O結合型β-N-アセチルグルコサミン (O-GlcNAc) による核細胞質タンパク質修飾について最初に報告されてから20年がたった。しかし、この普遍的な翻訳後修飾の機能については、まだほとんどわかっていない。糖による修飾はもっぱら細胞の細胞外表面または小胞体、ゴルジ体および他の細胞小器官内においてのみおこるという当時の考え方に挑戦する形で、O-GlcNAcが核および細胞質において発見された。それ以来、すべての多細胞生物体に存在するO-GlcNAcとその制御ミスは、がん、2型糖尿病およびアルツハイマー病のような疾患に密接に関係することが示されてきた。

2. はじめに

O-GlcNAc化は、セリンおよびスレオニン残基の水酸基へのβ-N-アセチルグルコサミンという単糖のO-グリコシド結合による酵素的付加である。この構造は通常、他のタイプの糖鎖形成とは異なり、これ以上伸長されることはない。O-GlcNAcの半減期は、コアとなるタンパク質と比べて極端に短いことが明らかとなっており、このことはO-GlcNAcが細胞におけるシグナル伝達、とりわけリン酸化のような役割を果たしていることを示している。実際、多くの研究者が、分裂促進因子活性化、細胞周期およびストレスのような刺激に応じてO-GlcNAc量がダイナミックに変化することを観察してきた1,2,3

これまでに多くのO-GlcNAc化タンパク質について報告されてきた。しかしながら、同定されていない他のものが無数に残されている。報告されたものの中には、RNAポリメラーゼIIと転写因子、腫瘍抑制因子とがん遺伝子産物、クロマチンおよび核膜孔タンパク質、RNAプロセシングタンパク質、タンパク質翻訳制御タンパク質、ウイルスタンパク質、細胞骨格タンパク質および細胞質ゾル酵素がある (図1)4。

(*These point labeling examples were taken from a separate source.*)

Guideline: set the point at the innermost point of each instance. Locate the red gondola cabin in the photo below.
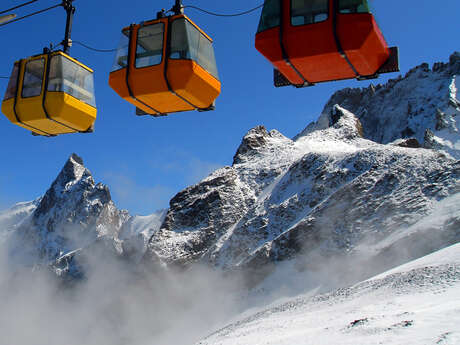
(311, 41)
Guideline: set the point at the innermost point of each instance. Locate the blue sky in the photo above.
(145, 161)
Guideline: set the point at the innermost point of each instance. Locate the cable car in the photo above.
(51, 94)
(166, 65)
(312, 41)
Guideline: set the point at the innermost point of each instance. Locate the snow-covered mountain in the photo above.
(359, 174)
(417, 303)
(376, 163)
(73, 215)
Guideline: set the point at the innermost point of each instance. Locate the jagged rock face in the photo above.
(358, 174)
(200, 215)
(406, 107)
(73, 213)
(326, 192)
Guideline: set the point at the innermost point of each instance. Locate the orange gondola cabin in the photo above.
(312, 41)
(166, 65)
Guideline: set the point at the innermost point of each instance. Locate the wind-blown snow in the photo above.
(417, 303)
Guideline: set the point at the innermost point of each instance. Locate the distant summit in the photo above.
(375, 164)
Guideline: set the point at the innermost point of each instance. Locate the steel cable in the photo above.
(31, 14)
(19, 6)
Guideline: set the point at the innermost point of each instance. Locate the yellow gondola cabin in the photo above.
(166, 65)
(51, 94)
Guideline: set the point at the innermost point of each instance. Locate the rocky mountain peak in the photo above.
(74, 212)
(423, 105)
(257, 141)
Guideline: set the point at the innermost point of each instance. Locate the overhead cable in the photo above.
(18, 6)
(30, 15)
(95, 49)
(223, 14)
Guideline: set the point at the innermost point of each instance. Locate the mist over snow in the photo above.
(278, 248)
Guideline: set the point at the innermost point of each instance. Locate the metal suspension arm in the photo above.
(178, 8)
(70, 9)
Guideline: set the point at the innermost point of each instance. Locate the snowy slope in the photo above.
(13, 217)
(417, 303)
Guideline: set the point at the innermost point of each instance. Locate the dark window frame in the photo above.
(259, 30)
(202, 35)
(13, 82)
(345, 13)
(162, 45)
(42, 78)
(321, 21)
(92, 92)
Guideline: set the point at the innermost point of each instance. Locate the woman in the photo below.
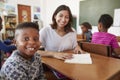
(59, 36)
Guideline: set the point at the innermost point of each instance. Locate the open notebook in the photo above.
(80, 59)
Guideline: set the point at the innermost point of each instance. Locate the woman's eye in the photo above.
(36, 39)
(26, 38)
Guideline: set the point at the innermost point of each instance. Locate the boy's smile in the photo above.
(27, 42)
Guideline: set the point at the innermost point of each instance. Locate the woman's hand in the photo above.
(78, 50)
(62, 56)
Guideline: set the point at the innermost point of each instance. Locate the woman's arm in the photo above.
(57, 55)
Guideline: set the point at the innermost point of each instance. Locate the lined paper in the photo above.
(80, 59)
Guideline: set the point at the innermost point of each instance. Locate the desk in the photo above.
(101, 69)
(119, 43)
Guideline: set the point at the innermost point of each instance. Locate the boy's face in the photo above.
(27, 42)
(84, 29)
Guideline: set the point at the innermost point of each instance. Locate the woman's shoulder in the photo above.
(47, 28)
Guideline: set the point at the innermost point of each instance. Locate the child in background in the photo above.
(86, 30)
(24, 63)
(103, 37)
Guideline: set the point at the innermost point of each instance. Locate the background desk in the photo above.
(101, 69)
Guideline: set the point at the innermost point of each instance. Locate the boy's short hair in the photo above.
(106, 20)
(26, 25)
(87, 25)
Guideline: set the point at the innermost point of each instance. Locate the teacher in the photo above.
(59, 36)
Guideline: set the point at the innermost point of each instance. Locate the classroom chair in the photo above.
(96, 48)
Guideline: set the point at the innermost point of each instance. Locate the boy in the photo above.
(103, 37)
(24, 63)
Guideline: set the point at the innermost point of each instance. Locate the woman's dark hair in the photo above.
(68, 27)
(87, 25)
(106, 20)
(25, 25)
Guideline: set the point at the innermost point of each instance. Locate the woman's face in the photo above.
(84, 29)
(62, 18)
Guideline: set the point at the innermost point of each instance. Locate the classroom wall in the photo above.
(51, 5)
(112, 30)
(31, 3)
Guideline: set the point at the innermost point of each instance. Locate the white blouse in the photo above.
(51, 41)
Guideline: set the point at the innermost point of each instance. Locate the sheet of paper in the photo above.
(80, 59)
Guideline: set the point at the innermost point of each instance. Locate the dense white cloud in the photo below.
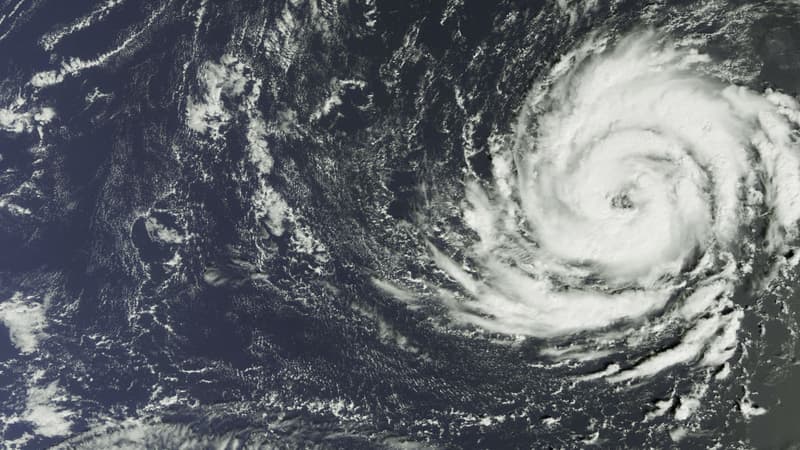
(623, 206)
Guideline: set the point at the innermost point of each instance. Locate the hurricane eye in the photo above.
(622, 201)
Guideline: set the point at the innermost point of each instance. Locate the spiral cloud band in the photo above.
(630, 204)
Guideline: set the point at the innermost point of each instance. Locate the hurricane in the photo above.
(371, 224)
(629, 206)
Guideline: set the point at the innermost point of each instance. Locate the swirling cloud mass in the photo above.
(630, 205)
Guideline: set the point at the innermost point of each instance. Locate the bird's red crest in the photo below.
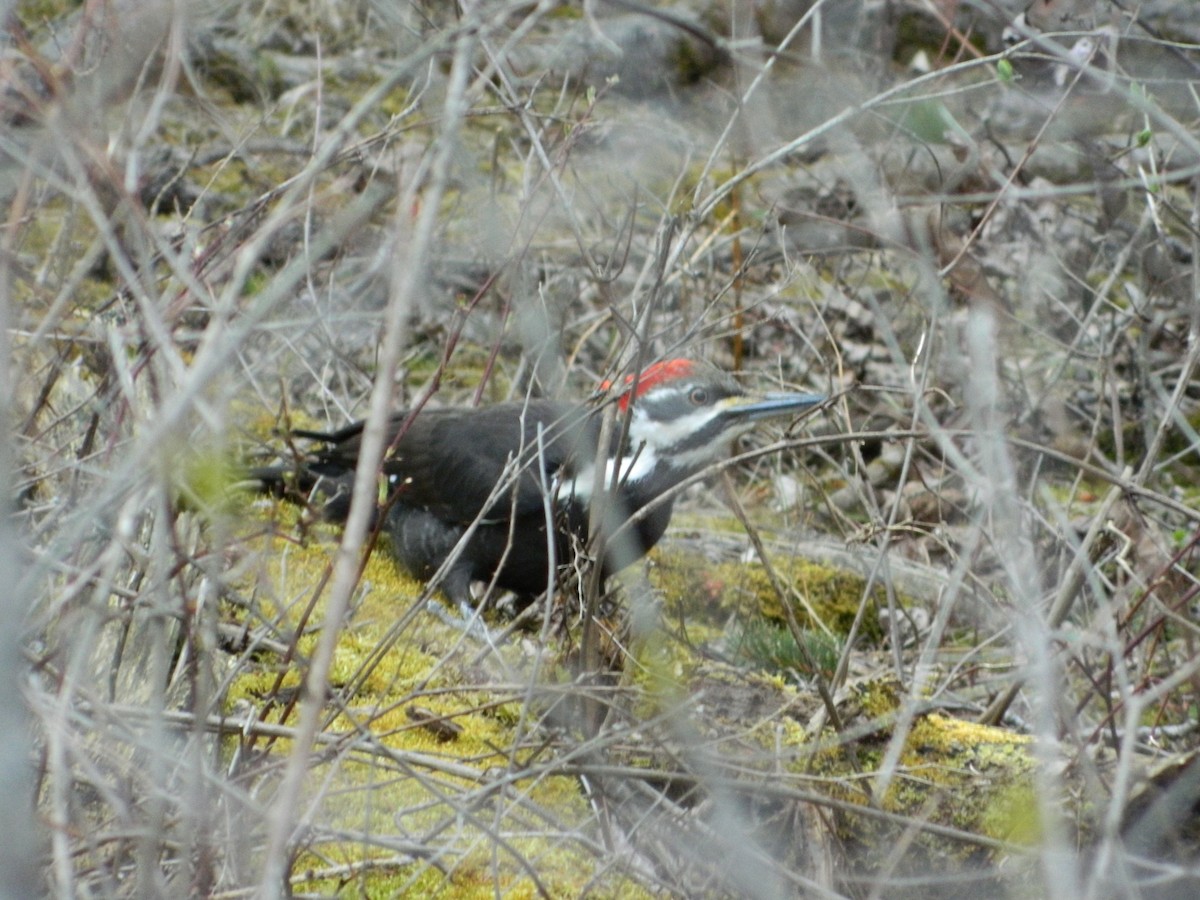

現在までに同定されたO-GlcNAc化タンパク質はすべてリン酸化による修飾も受けている。このことは、O-GlcNAcの1つの役割がリン酸化を補完するかあるいは、調節することにあるかもしれない。更に、リン酸基によって修飾される部位はO-GlcNAc化部位と多くの場合同じか、あるいは近傍のアミノ酸内にあり、このことはこれら2つの修飾が、多くの場合、相補的に行われていることを示している5,6,7

O-GlcNAcの付加および除去に関係する酵素について同定、精製、性状の研究、およびクローニングがなされてきた (広範囲な概説として参考文献の8を参照)。UDP-GlcNAc:ポリペプチド転移酵素あるいはO-GlcNAc転移酵素 (OGT) は、活性化された糖供与体ウリジン2リン酸-N-アセチルグルコサミン (UDP-GlcNAc) からのN-アセチルグルコサミンの転移を触媒し、一方、β-D-N-アセチルグルコサミニダーゼあるいはO-GlcNAcaseは、タンパク質から糖部分を加水分解的に除去する。

fig1
図 1 O-GlcN化されたタンパク質の例。
種々のタンパク質がO-GlcNAcで修正されることが示されている。ここにはRNAポリメラーゼIIと転写因子、腫瘍抑制因子とがん遺伝子産物、クロマチンおよび核膜孔タンパク質、RNA処理タンパク質、タンパク質翻訳制御タンパク質、細胞骨格タンパク質および細胞質ゾル酵素があげられている。

3. 糖供与体の生合成

活性化された糖基質UDP-GlcNAcはヘキソサミン生合成経路 (HBP) で合成される(図2)。細胞に取り込まれるグルコースのおよそ2-5%(細胞のタイプによる)がこの経路に組み込まれ9、アミノ糖および活性化アミノ糖(その最終生成物がUDP-GlcNAcである)が生成する。細胞内のUDP-GlcNAcのプールは細胞の栄養状態によって絶妙に制御される。その前駆体はそれ自体が、ヌクレオチド、グルコース、アミノ酸および脂肪酸によって制御されるからである。また、タンパク質へのO-GlcNAcの付加は、広範囲の濃度のUDP-GlcNAcに高い反応性を示す。更に、OGTのペプチド特異性は、部分的にはUDP-GlcNAcの濃度に依存的であり10、HBPを経由する代謝の流れがOGT活性を制御するだけではなく、その標的分子をも制御することが可能であることを示唆している。

fig2
図 2 O-GlcNAc 転移酵素 (OGT) とO-GlcNAcaseの関係。
OGTによる作用を受ける活性化された糖基質は、ヘキソサミン生合成経路 (HBP) で合成される。基質は異なる代謝経路に対して反応性を持つ。OGTは、セリンとスレオニンの水酸基へのN-アセチルグルコサミン付加を触媒し、O-GlcNAcaseは糖を加水分解除去する。これらの修飾がなされる部位は、リン化される部位と同じか近傍にある。

4. 酵素について図2

リン酸基の付加および除去に関与する多数のキナーゼおよびホスファターゼがある一方、OGTの触媒サブユニットおよびO-GlcNAcaseについてはそれぞれ1つだけが見つかっている。OGTのアミノ酸一次配列は、線虫から人間までほとんど変化していない11。OGTの一次配列レベルに関連するポリペプチドは、酵母または大腸菌では見つかっていない。しかしながら、これらの生物体が異なる一次配列を持つOGTを持っているか、または、そのかわりに、この種の細胞内のグリコシレーションがないのか、あるいは同じ機能を果たすためにGlcNAc以外の異なる糖を使っている可能性もある。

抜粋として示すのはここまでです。